Una ipotetica soluzione per rischiare quanto meno possibile di incorrere nelle annullabilità di cui all’art. 2475 ter del c.c. potrebbe consistere nel conferire una procura speciale al Presidente per la sottoscrizione e la gestione in autonomia dei rapporti inerenti e conseguenti al contratto di agenzia tra la società e l’agente/vice-presidente; in questo modo questi potrà gestire autonomamente l'operato dell'agente/vice-presidente per tutta la durata del rapporto di agenzia.
Sarebbe, altresì, opportuno che il tutto risulti da una decisione assunta all'unanimità dai soci; nel caso specifico, pertanto, con il consenso del socio escluso dall’amministrazione della società.

Anonimo chiede
lunedý 24/04/2017 - Sardegna
“società ar. Uno dei soci possiede il 33%. Il figlio è appaltatore dei lavori. Agli incontri con i professionisti ing. si presenta con delega sempre il padre (socio) che essendo un grosso costruttore mette in "imbarazzo" gli ingegneri. Può ravvisarsi conflitto di interessi?”
Consulenza legale i 05/05/2017
Potrebbe, in effetti, ravvisarsi un’ipotesi di conflitto d’interesse per il padre-socio che rappresenti altresì l’interesse della ditta appaltatrice dei lavori edili, di proprietà del figlio e della quale tendenzialmente favorirà l’andamento.
Tuttavia non sempre questo conflitto d’interesse è rilevante per l’ordinamento giuridico.

La norma che disciplina il conflitto d’interesse rilevante nelle società a responsabilità limitata è l’art. 2475 ter c.c..
Anzitutto occorre distinguere il caso in cui la scelta dell’appaltatore sia stata fatta dal socio-padre, dal caso in cui la scelta sia stata fatta comunque con la sua partecipazione.

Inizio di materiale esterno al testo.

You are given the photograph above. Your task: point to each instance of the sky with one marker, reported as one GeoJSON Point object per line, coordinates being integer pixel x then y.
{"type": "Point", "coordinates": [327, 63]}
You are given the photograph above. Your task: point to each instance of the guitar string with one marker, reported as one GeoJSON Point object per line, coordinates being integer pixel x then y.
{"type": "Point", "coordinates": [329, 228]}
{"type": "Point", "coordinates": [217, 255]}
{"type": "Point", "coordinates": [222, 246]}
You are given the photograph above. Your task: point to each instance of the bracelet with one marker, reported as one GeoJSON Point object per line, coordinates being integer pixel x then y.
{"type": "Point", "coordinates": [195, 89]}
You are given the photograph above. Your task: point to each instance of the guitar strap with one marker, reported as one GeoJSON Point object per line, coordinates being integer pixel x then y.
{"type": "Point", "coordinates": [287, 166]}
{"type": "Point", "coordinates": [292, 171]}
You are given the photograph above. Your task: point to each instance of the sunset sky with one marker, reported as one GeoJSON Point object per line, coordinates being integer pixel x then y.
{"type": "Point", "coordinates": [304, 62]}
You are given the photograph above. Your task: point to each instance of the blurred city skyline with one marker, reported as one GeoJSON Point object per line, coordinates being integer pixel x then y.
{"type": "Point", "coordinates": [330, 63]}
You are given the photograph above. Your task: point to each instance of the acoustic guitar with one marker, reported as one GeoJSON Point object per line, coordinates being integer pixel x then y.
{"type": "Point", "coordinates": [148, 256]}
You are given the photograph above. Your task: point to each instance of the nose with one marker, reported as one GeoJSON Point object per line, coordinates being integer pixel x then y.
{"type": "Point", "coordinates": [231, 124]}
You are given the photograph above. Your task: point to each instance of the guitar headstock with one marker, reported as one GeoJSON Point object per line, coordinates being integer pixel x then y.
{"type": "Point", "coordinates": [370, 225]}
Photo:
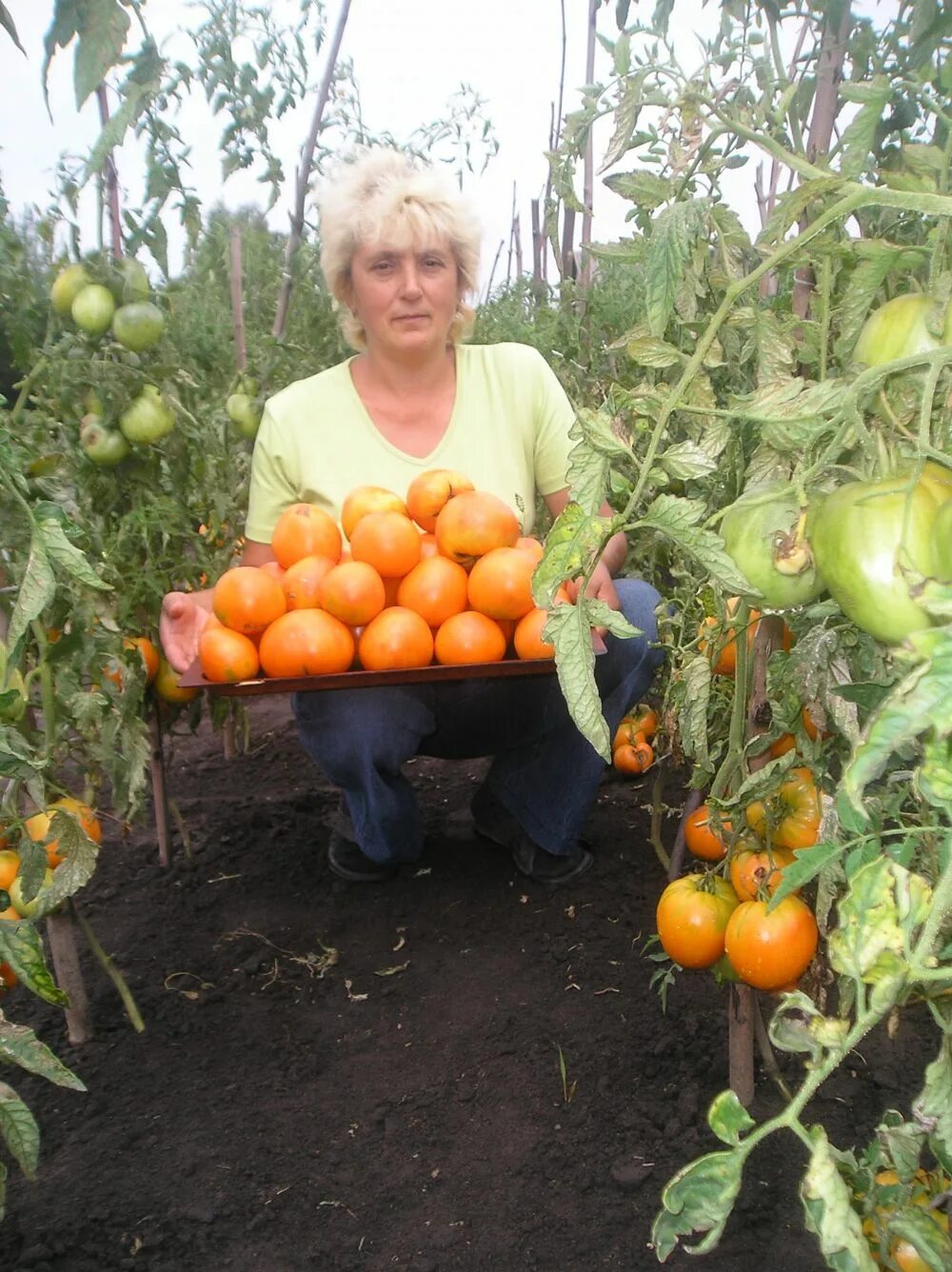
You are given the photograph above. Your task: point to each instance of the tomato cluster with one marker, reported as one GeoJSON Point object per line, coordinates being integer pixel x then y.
{"type": "Point", "coordinates": [630, 746]}
{"type": "Point", "coordinates": [440, 575]}
{"type": "Point", "coordinates": [705, 920]}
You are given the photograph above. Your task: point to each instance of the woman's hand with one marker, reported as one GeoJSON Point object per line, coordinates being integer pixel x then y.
{"type": "Point", "coordinates": [181, 624]}
{"type": "Point", "coordinates": [602, 586]}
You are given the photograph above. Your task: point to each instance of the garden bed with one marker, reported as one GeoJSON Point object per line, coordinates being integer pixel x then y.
{"type": "Point", "coordinates": [347, 1078]}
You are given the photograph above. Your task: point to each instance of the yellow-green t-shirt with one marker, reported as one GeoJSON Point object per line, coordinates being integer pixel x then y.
{"type": "Point", "coordinates": [508, 434]}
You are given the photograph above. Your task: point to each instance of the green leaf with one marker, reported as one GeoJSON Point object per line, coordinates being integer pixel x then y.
{"type": "Point", "coordinates": [806, 865]}
{"type": "Point", "coordinates": [884, 904]}
{"type": "Point", "coordinates": [68, 17]}
{"type": "Point", "coordinates": [625, 114]}
{"type": "Point", "coordinates": [102, 37]}
{"type": "Point", "coordinates": [693, 720]}
{"type": "Point", "coordinates": [67, 555]}
{"type": "Point", "coordinates": [568, 628]}
{"type": "Point", "coordinates": [590, 459]}
{"type": "Point", "coordinates": [699, 1199]}
{"type": "Point", "coordinates": [676, 519]}
{"type": "Point", "coordinates": [829, 1211]}
{"type": "Point", "coordinates": [19, 1131]}
{"type": "Point", "coordinates": [645, 189]}
{"type": "Point", "coordinates": [21, 1045]}
{"type": "Point", "coordinates": [789, 208]}
{"type": "Point", "coordinates": [571, 545]}
{"type": "Point", "coordinates": [933, 1105]}
{"type": "Point", "coordinates": [674, 235]}
{"type": "Point", "coordinates": [7, 22]}
{"type": "Point", "coordinates": [860, 135]}
{"type": "Point", "coordinates": [727, 1119]}
{"type": "Point", "coordinates": [21, 946]}
{"type": "Point", "coordinates": [37, 589]}
{"type": "Point", "coordinates": [686, 461]}
{"type": "Point", "coordinates": [919, 704]}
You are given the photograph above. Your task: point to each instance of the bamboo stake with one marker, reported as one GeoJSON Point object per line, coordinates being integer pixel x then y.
{"type": "Point", "coordinates": [304, 170]}
{"type": "Point", "coordinates": [160, 806]}
{"type": "Point", "coordinates": [110, 181]}
{"type": "Point", "coordinates": [61, 935]}
{"type": "Point", "coordinates": [588, 170]}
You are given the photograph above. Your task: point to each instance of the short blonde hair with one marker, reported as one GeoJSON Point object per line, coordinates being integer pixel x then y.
{"type": "Point", "coordinates": [383, 195]}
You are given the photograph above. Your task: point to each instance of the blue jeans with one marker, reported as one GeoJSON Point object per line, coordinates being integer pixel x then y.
{"type": "Point", "coordinates": [545, 772]}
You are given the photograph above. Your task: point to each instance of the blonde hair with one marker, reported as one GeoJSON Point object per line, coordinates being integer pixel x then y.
{"type": "Point", "coordinates": [383, 195]}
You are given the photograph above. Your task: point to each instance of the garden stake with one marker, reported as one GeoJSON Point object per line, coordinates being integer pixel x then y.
{"type": "Point", "coordinates": [159, 799]}
{"type": "Point", "coordinates": [61, 935]}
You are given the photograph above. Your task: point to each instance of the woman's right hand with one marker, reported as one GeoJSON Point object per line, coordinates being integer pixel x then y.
{"type": "Point", "coordinates": [181, 624]}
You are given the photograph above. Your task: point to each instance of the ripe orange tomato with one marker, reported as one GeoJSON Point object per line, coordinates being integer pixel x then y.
{"type": "Point", "coordinates": [691, 917]}
{"type": "Point", "coordinates": [772, 949]}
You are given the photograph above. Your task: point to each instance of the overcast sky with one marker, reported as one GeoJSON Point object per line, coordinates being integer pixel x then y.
{"type": "Point", "coordinates": [409, 56]}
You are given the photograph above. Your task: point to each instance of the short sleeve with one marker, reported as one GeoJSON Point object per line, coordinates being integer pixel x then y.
{"type": "Point", "coordinates": [272, 487]}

L’art. 2475 ter c.c. prevede infatti la possibilità di chiedere l’annullamento del contratto che sia sia stato concluso dal socio che ha la rappresentanza della società, a responsabilità limitata, in conflitto d’interessi.
Presupposti per richiedere l’annullamento sono appunto:
  • Il conflitto d’interesse, inteso come contrasto tra l’interesse della società ed un altro interesse personale, che con esso confligge o potrebbe confliggere;
  • il conflitto deve essere conosciuto o conoscibile dal terzo, che in questo caso è il figlio-appaltatore e che sicuramente quindi ne era a conoscenza;
  • il socio in conflitto d’interessi deve avere la rappresentanza della società, e deve aver concluso il contratto proprio in forza della sua posizione. Chi detiene un ruolo di responsabilità nella società, deve mantenere una posizione di imparzialità rispetto agli interessi personali o professionali che dovessero intervenire nella gestione della stessa, e quando questa imparzialità viene a mancare, è possibile annullare il contratto potenzialmente dannoso.
Qualora invece il socio in conflitto abbia solamente partecipato alla decisione, assunta però dalla compagine sociale, e la sua decisione si sia rivelata determinante, l’art. 2475 ter prevede la possibilità di richiedere l’annullamento della delibera quando questo arrechi alla società un pregiudizio di tipo patrimoniale.
Presupposti per l’annullamento della delibera in questo caso sono
  • la sussistenza di un conflitto di interessi effettivo in capo al socio;
  • un suo voto determinante ai fini della conclusione del contratto;
  • un danno reale cagionato alla società con tale decisione.
In alternativa all’impugnazione della deliberazione e/o del contratto, sarà pure possibile paventare al socio in conflitto tale rischio, quello cioè del venir meno dell'appalto, al fine di indurlo indirettamente ad evitare ulteriori interferenze nella gestione delle operazioni edili e progettistiche.

Al di là di queste ipotesi, non è ravvisabile un conflitto d’interessi giuridicamente rilevante; tuttavia, in qualità di amministratore, potrà sempre incoraggiare gli ingegneri dell'impresa (del figlio) a cui sono stati affidati i lavori a seguire e sostenere il loro punto di vista senza lasciarsi influenzare dalle idee e valutazioni del socio in conflitto, vista anche la loro responsabilità professionale nello svolgimento degli incarichi.